Kemp’s broken relationship with the board is bad news for anybody who might find themselves on the jabbing end of a nurse in Georgia. Along with licensing all of the nurses in the state, the board regulates 78 nursing education programs and is responsible for investigating and disciplining nurses who violate the standards of the profession.

That last part — rooting out and removing rogue nurses — is the scariest part of their work and has proven the most difficult.

Since the 2012 fiscal year, nursing complaints have doubled, largely due to a change in the law that requires employers to report bad nurses to the board rather than quietly firing them and letting them continue to practice elsewhere.

That's a change the nursing board fought for, even while complaining that the Legislature and the Secretary of State's office did not give them the enough resources to handle their existing caseloads. At one point, complaints were waiting an average of 15 months to be addressed and the board had a backlog of thousands of unresolved cases.

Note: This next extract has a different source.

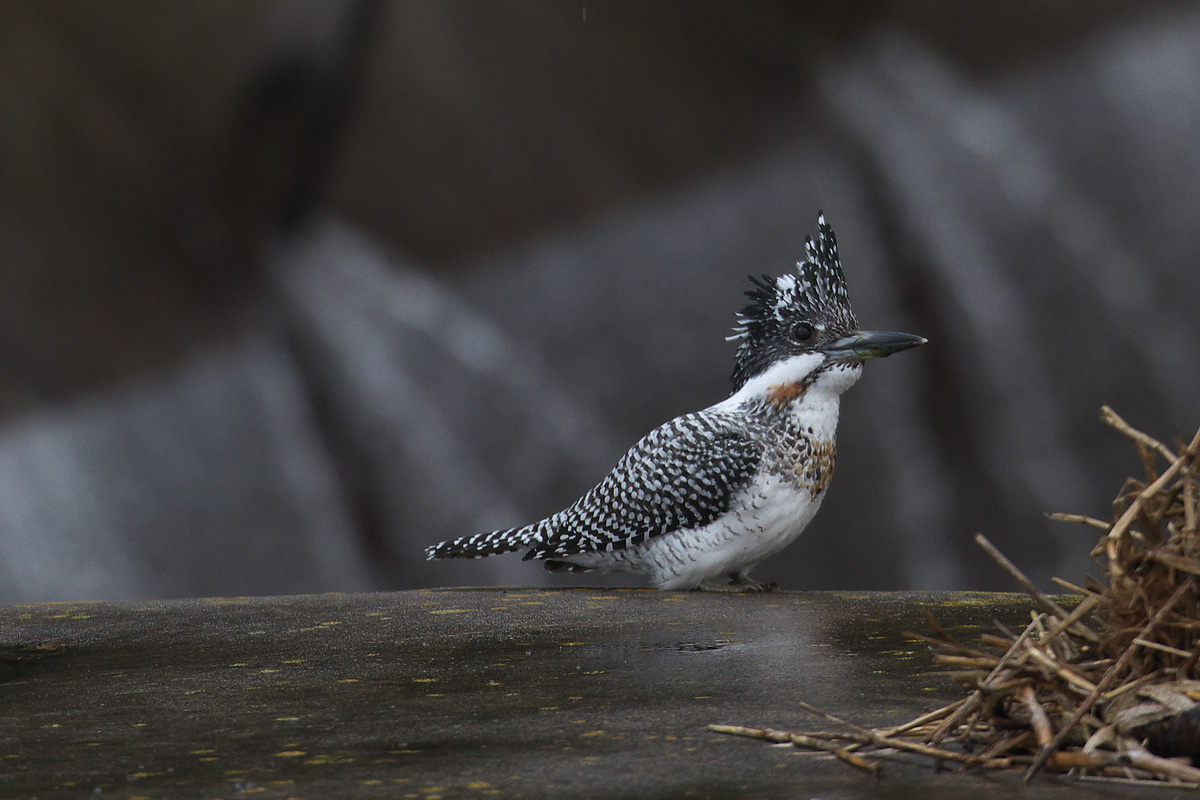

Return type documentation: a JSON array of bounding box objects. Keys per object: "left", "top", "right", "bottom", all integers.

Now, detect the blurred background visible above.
[{"left": 1, "top": 1, "right": 1198, "bottom": 602}]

In recent years, the nursing board got additional staff and money and has trimmed the backlog of discipline cases. A fact sheet handed out by Secretary of State staffers at last week’s meeting points out that Kemp has assisted in getting more resources for the board and pushed the board’s legislative agenda. The board had it’s own fact sheet touting advances they claim were made because of Cleghorn’s leadership.

Officially, Kemp wants to replace Cleghorn in the name of “cross-training.”

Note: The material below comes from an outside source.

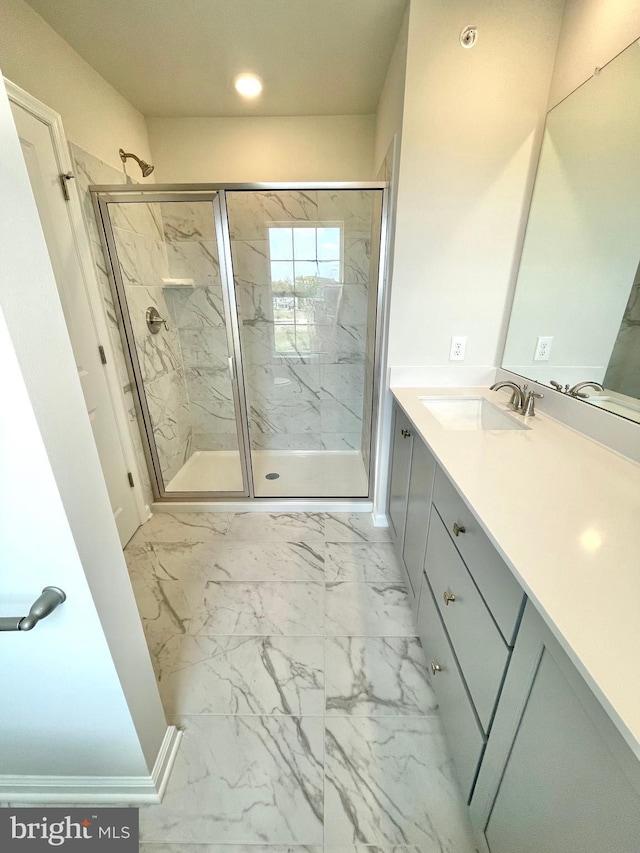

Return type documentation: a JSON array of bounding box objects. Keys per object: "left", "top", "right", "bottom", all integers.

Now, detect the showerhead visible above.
[{"left": 119, "top": 148, "right": 154, "bottom": 178}]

Privately, nursing leaders tell me they believe Kemp is trying to reign in a rogue licensing board by installing a more trusted employee as its head. A couple of state lawmakers who are watching the situation told me the move smacks of sexism, since the nursing profession is overwhelmingly female.

Nursing board state’s largest

The Professional Licensing Boards regulates and licenses 39 professions ranging from interior designers to wastewater plant operators, but no profession is as large as nursing and no board generates as much revenue. Kemp can be expected to fight to retain the board both on philosophical and financial grounds.

When the dental and pharmacy boards petitioned the legislature for permission to leave, Kemp complained to lawmakers that the move would be financed out of his office and would result in new spending. Kemp's spokeswoman recently told me that allowing the nurses to go their own way would also be less cost efficient.

I took a look state spending since dental and pharmacy left and found modest increases in budget since those board’s became independent. Since the 2014 fiscal year, the pharmacy board budget has increased 12 percent, while the dental board has risen 13 percent — most of that increase came in the boards’ second budget, when the cost of doing business became more clear.

Kemp’s budget for the remaining professional licensing boards has increased 26 percent over the same time period. Harper told the nursing board that the “lion’s share” of that money has gone to them, but board members immediately shot back that they had to beg for improvements to deal with an increased workload.

“We are the biggest board and bring in the most dollars that we never see,” Phipps said.

Increasingly it appears this is a marriage that cannot be saved.